Robert Kidder will be the new chairman of Chrysler and Al Koch will be "chief restructuring officer" at that's left of The General.
Kidder's résumé includes a stint as CEO of Duracell. He currently is a lead director at investment firm Morgan Stanley and CEO of 3Stone Advisors of Columbus, Ohio, which manages a private equity fund focused on investing in water-quality testing. Great -- Nardelli did such a wonderful job at Chrysler after his hiring by private equity fund Cerberus.
Koch, a managing director with AlixPartners LLP, is a veteran turnaround specialist who helped Kmart Corp. through its bankruptcy protection reorganization. He will lead the separation of the automaker's assets into a "New GM" and the remaining parts of the company that will form "Old GM." Koch will lead the management team that winds down the "Old GM" company once the automaker emerges from bankruptcy.

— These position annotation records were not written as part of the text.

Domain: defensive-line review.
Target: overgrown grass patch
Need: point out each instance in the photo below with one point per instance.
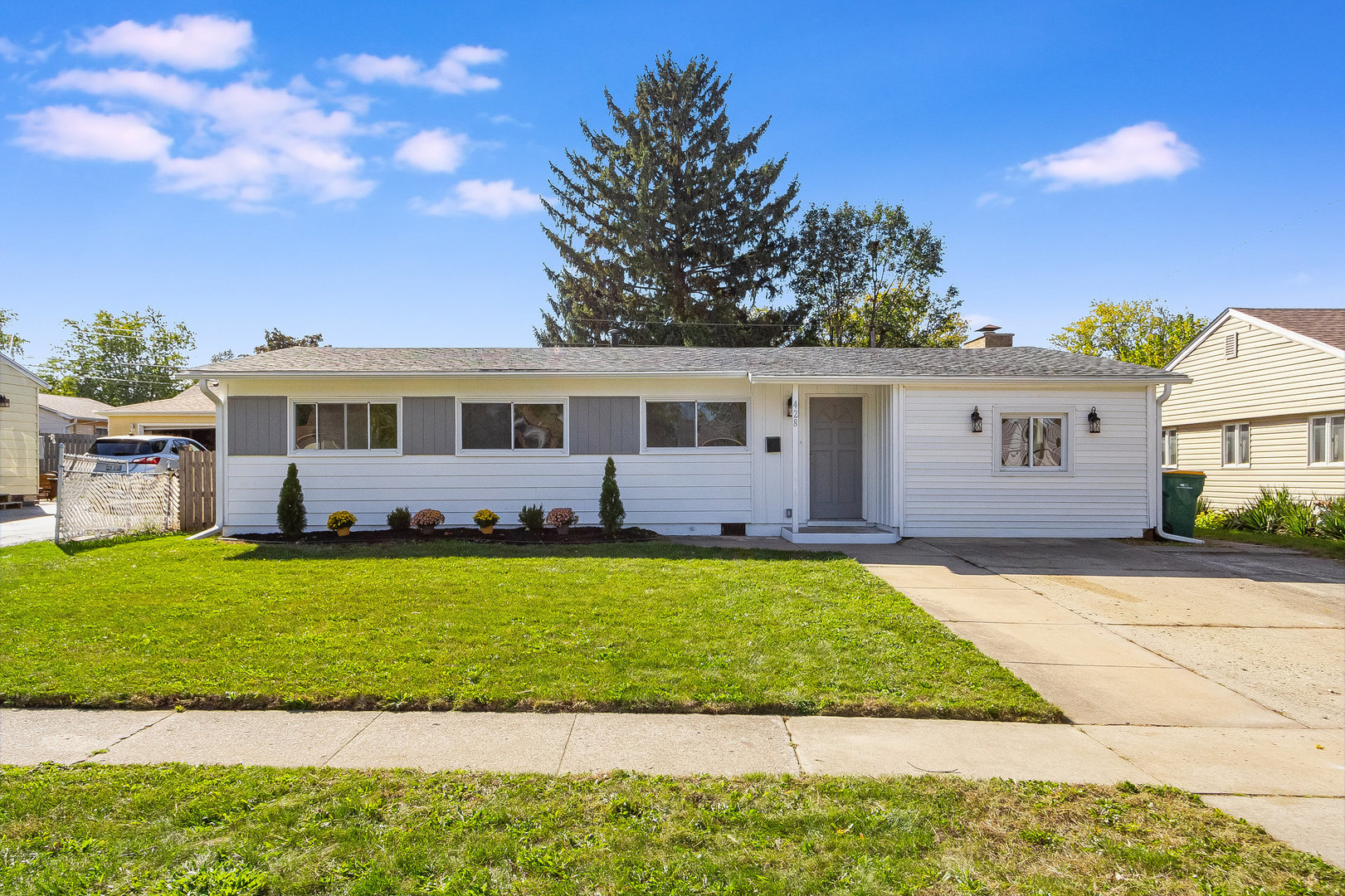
(444, 626)
(175, 829)
(1328, 548)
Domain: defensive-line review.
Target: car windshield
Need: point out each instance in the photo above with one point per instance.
(128, 447)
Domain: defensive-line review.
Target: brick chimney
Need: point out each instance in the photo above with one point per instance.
(990, 338)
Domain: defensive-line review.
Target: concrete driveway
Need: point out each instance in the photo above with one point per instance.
(28, 523)
(1221, 668)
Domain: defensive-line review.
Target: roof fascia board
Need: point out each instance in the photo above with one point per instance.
(441, 374)
(1157, 377)
(42, 383)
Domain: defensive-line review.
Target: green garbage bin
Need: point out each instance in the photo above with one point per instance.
(1182, 489)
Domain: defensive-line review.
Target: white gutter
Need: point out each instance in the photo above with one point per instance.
(220, 463)
(1158, 407)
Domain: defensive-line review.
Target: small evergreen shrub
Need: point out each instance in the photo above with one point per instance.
(290, 514)
(533, 519)
(611, 512)
(340, 519)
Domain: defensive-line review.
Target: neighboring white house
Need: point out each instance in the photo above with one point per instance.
(67, 415)
(1266, 404)
(17, 431)
(825, 444)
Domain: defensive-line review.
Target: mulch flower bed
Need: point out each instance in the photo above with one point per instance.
(577, 536)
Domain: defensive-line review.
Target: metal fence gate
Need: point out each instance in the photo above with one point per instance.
(95, 504)
(51, 443)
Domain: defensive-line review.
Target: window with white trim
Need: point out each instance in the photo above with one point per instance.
(344, 426)
(1032, 443)
(1238, 444)
(1327, 441)
(695, 424)
(514, 426)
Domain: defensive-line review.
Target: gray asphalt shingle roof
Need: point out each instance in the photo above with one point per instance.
(624, 361)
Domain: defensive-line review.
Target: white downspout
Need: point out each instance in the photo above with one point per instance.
(794, 415)
(221, 443)
(1158, 408)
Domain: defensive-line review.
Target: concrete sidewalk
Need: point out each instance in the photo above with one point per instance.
(1274, 778)
(28, 523)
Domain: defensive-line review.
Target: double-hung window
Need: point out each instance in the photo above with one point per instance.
(1169, 447)
(1238, 444)
(1032, 443)
(514, 426)
(695, 424)
(344, 426)
(1327, 441)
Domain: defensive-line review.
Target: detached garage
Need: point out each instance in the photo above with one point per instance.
(188, 415)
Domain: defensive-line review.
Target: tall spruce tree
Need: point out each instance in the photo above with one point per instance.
(666, 233)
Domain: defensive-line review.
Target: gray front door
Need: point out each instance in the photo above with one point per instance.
(834, 467)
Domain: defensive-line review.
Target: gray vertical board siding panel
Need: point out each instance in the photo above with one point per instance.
(257, 426)
(604, 426)
(428, 426)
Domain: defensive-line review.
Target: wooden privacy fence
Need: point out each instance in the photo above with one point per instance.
(197, 480)
(50, 443)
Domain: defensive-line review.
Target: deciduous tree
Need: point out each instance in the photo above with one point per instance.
(276, 341)
(1139, 331)
(666, 231)
(10, 341)
(120, 359)
(864, 277)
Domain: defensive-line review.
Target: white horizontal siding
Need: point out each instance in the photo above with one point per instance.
(1278, 459)
(655, 489)
(951, 486)
(17, 433)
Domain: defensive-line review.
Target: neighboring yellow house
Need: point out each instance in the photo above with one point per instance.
(188, 413)
(17, 431)
(1266, 404)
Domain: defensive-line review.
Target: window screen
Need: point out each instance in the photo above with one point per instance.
(1032, 441)
(339, 426)
(695, 424)
(502, 426)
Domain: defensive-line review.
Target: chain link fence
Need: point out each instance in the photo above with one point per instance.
(95, 499)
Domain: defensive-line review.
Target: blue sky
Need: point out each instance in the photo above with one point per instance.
(335, 167)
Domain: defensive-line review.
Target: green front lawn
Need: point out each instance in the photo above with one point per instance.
(244, 831)
(1329, 548)
(651, 626)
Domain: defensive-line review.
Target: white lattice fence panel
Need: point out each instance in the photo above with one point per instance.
(95, 504)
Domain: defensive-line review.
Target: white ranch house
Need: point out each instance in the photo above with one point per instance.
(816, 444)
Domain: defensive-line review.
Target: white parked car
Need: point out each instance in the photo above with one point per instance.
(142, 454)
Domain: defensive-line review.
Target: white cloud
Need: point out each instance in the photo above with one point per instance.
(1148, 149)
(437, 151)
(451, 75)
(259, 142)
(74, 132)
(188, 43)
(494, 199)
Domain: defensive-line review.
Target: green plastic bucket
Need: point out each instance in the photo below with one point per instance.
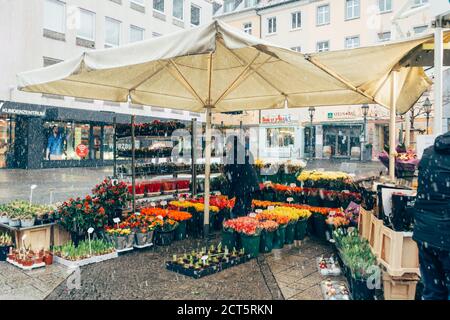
(180, 231)
(300, 229)
(229, 240)
(266, 244)
(251, 244)
(279, 237)
(290, 233)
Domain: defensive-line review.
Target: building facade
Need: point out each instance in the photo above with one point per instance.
(40, 33)
(322, 25)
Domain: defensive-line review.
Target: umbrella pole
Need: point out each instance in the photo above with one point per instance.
(207, 171)
(133, 161)
(393, 114)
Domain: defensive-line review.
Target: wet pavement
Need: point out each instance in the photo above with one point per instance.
(290, 273)
(16, 284)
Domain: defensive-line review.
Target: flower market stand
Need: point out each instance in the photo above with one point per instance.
(36, 237)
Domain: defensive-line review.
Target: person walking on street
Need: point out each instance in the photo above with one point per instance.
(241, 176)
(432, 219)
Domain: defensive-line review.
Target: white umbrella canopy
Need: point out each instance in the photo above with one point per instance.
(174, 72)
(212, 67)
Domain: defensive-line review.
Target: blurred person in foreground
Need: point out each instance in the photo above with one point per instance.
(241, 176)
(432, 219)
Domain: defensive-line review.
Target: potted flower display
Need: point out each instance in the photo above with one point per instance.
(268, 229)
(6, 243)
(249, 231)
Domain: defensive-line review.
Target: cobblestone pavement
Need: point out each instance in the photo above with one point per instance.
(295, 269)
(16, 284)
(290, 273)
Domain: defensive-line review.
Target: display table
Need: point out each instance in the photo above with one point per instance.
(37, 237)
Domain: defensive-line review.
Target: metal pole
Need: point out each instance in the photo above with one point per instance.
(133, 161)
(438, 77)
(393, 114)
(207, 171)
(194, 157)
(115, 147)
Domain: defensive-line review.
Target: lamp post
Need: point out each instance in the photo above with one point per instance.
(312, 111)
(365, 112)
(427, 105)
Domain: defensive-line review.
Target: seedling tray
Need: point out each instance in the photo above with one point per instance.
(196, 274)
(84, 262)
(34, 266)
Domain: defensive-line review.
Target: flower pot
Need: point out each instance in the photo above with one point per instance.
(290, 233)
(180, 231)
(164, 238)
(4, 252)
(279, 237)
(360, 291)
(229, 239)
(300, 229)
(143, 239)
(15, 223)
(27, 223)
(266, 244)
(251, 244)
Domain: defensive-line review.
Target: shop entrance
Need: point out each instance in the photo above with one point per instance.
(343, 141)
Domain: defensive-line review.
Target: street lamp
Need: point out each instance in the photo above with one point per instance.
(312, 111)
(427, 105)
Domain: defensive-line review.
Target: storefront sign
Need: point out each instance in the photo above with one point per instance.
(82, 151)
(342, 115)
(286, 118)
(22, 109)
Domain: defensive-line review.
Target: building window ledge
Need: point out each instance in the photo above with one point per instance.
(159, 15)
(85, 43)
(54, 35)
(137, 7)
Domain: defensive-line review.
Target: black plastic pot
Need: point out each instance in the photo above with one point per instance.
(320, 226)
(164, 238)
(4, 252)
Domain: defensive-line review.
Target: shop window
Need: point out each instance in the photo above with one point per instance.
(108, 142)
(280, 137)
(65, 140)
(7, 126)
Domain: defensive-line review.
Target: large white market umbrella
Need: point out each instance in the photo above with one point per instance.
(212, 67)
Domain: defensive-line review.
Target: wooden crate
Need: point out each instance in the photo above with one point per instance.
(399, 252)
(60, 236)
(375, 235)
(37, 238)
(400, 288)
(364, 223)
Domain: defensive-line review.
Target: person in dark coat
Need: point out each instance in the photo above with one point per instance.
(432, 219)
(241, 176)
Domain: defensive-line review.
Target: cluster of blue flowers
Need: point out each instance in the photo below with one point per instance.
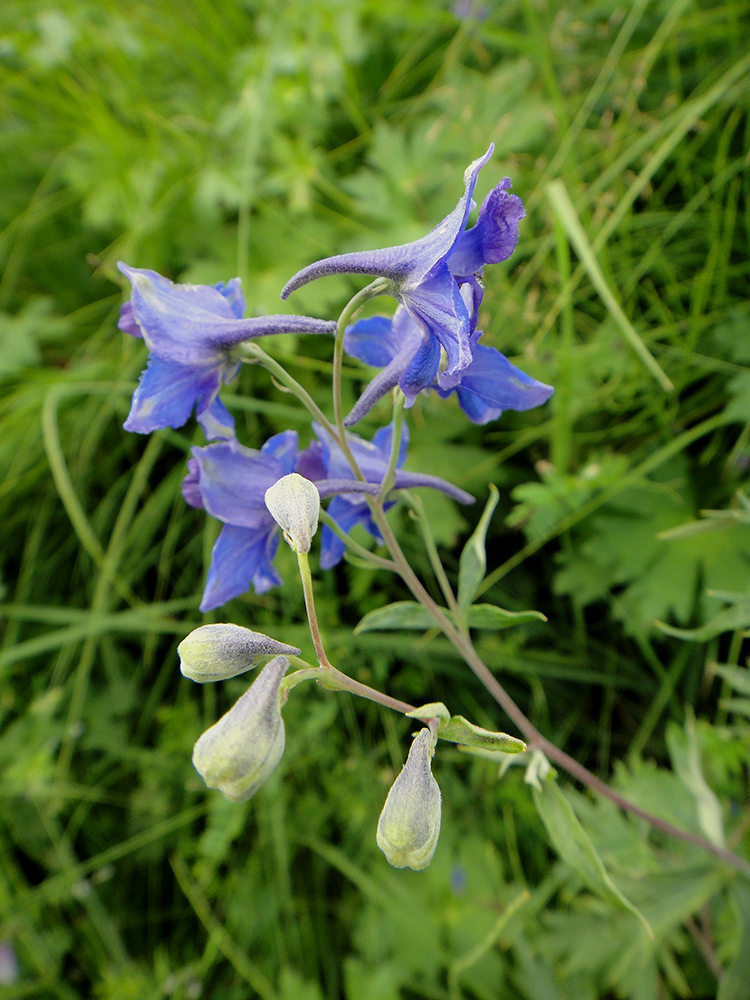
(194, 332)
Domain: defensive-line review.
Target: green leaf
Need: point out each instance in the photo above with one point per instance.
(491, 617)
(575, 847)
(435, 710)
(473, 564)
(686, 761)
(728, 620)
(738, 678)
(401, 614)
(460, 730)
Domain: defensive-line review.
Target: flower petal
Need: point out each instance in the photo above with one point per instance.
(240, 555)
(167, 392)
(408, 263)
(492, 384)
(217, 422)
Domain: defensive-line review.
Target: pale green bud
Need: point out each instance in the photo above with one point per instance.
(294, 503)
(216, 652)
(409, 824)
(238, 753)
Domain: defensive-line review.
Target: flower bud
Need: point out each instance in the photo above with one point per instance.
(216, 652)
(238, 753)
(294, 503)
(409, 824)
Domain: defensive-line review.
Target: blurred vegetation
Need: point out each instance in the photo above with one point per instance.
(212, 139)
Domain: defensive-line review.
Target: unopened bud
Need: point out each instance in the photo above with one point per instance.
(238, 753)
(409, 824)
(216, 652)
(294, 503)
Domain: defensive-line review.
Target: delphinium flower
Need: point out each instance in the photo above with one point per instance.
(219, 651)
(230, 482)
(426, 277)
(324, 461)
(192, 332)
(488, 385)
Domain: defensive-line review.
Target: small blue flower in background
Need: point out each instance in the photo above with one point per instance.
(487, 386)
(190, 331)
(230, 481)
(426, 278)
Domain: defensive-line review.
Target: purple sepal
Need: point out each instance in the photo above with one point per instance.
(240, 557)
(193, 324)
(230, 482)
(494, 235)
(421, 277)
(167, 392)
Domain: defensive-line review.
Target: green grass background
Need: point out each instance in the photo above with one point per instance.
(209, 139)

Another finance guy from another private equity firm.
The problem is that in this country we tend to worship the ground any moron from any of the Ivy League universities walks upon, especially Harvard. Our current president is an Ivy League product, Columbia University and Harvard law. Likewise the former resident at 1600 Pennsylvania Avenue received his "gentleman's C" from Yale then an MBA from the Harvard School of Business.
Karl Rove's observation, "I know lots of stupid people who went to Ivy League schools," meant to disparage Supreme Court nominee Sonia Sotomayor, may just be closer to the mark than we are willing to admit.